Now, in 2017, when you tell people you aim to retire with $1,000,000 you risked being laughed at and ridiculed. And rightly so. Even with a very basic lifestyle of just $3,000 a month or $36,000 a year, with 3% inflation, your $1,000,000 will only last 25 years. And that $1,000,000 better not include the value of your property!

Nowadays, 35 years later, I am hearing more and more people aiming for above $3,000,000 (not including their property) before they are confident of a good and worry free retirement while living a $7,000 a month lifestyle.

With $3,000,000 invested at a conservative 4% return, that would provide $120,000 pa. And with 3% inflation, and a $7,000 a month lifestyle, the $3,000,000 will last about 35 years!

It is understandable why people want to build up more wealth before they consider retirement. Its about wanting a worry free retirement where you should living life and not having to count every cent you spent, and getting stressed and being jealous about others.

But can you live that long after retirement? 3 mil?

Unregistered 12-11-2017 12:31 AM

That little extra $$ does not hurt
 
Its a fine line between greed and wanting a margin of safety.

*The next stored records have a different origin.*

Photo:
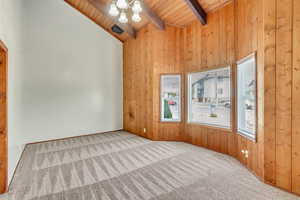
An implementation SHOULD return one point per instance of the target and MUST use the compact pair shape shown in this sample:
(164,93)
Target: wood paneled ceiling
(171,12)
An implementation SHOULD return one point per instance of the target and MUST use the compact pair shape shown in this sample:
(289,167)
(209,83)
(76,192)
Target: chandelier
(123,8)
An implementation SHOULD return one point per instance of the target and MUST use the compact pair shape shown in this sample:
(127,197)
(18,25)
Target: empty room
(149,99)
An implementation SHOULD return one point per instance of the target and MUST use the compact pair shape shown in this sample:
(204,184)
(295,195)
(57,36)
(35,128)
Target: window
(209,97)
(170,98)
(246,97)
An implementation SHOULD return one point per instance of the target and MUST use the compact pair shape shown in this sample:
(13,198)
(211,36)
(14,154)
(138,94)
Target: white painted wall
(67,76)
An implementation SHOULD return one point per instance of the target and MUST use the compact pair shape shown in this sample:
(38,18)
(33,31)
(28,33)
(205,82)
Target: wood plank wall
(269,27)
(296,100)
(3,119)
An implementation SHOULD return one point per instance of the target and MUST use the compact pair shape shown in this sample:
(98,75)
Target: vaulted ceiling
(170,12)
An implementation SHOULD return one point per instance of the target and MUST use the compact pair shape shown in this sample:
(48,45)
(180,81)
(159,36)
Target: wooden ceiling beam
(153,17)
(197,10)
(102,8)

I can understand people who want to have margin of safety in their lives, for eg. when they pick a stock, they would prefer to buy an undervalued stock as opposed to an overpriced one. For retirement planning, it is also prudent to plan with sufficient margin of safety. The variables that can affect your planning are:

1. Longevity- we really dont know how long we will live, so best to plan for worst case (100?)
2. Inflation - Singapore has ever experienced inflation at 6 to 8 % before, so it can happen again
3. Medical emergencies- this can happen anytime
4. Lifestyle inflation - sometimes we just have to keep up with the times. I used to use a 2G phone but now I cannot do without a smart phone. Correspondingly, my phone bill went up from $14 pm to $40 pm.
5. Unknown unknowns. Retirement is a long term affair. There is a lot of things that can crop up and screw up our best laid plans.

Many things in life we have no control over, but at the very least, we should prepare and build up sufficient funds and safety margins.

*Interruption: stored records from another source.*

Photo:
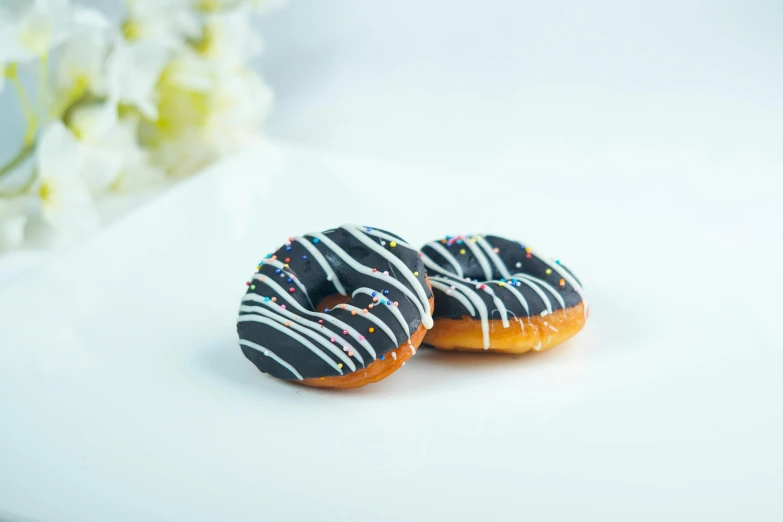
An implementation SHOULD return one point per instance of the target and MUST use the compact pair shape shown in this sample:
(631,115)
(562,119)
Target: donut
(497,295)
(336,309)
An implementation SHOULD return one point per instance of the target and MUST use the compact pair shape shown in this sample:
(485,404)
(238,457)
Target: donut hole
(332,301)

Dont be afraid of being accused of being greedy when you are just building a bigger safety margin for yourself and your family.

For eg, I estimated I will need $3,000,000 to sustain 35 years of retirement for two of us. When I plan, I will put in a 100% safety margin and aim for $6,000,000.

Too much!? If it can be done, and if it brings peace of mind for the rest of my life, why not. That little extra $$ wont hurt!

Unregistered 12-11-2017 02:30 PM

Lust and greed knows no limit. Don't waste time arguing with such people.

If you need $6m to retire, then 99.9% of Singaporeans cannot retire. You fool.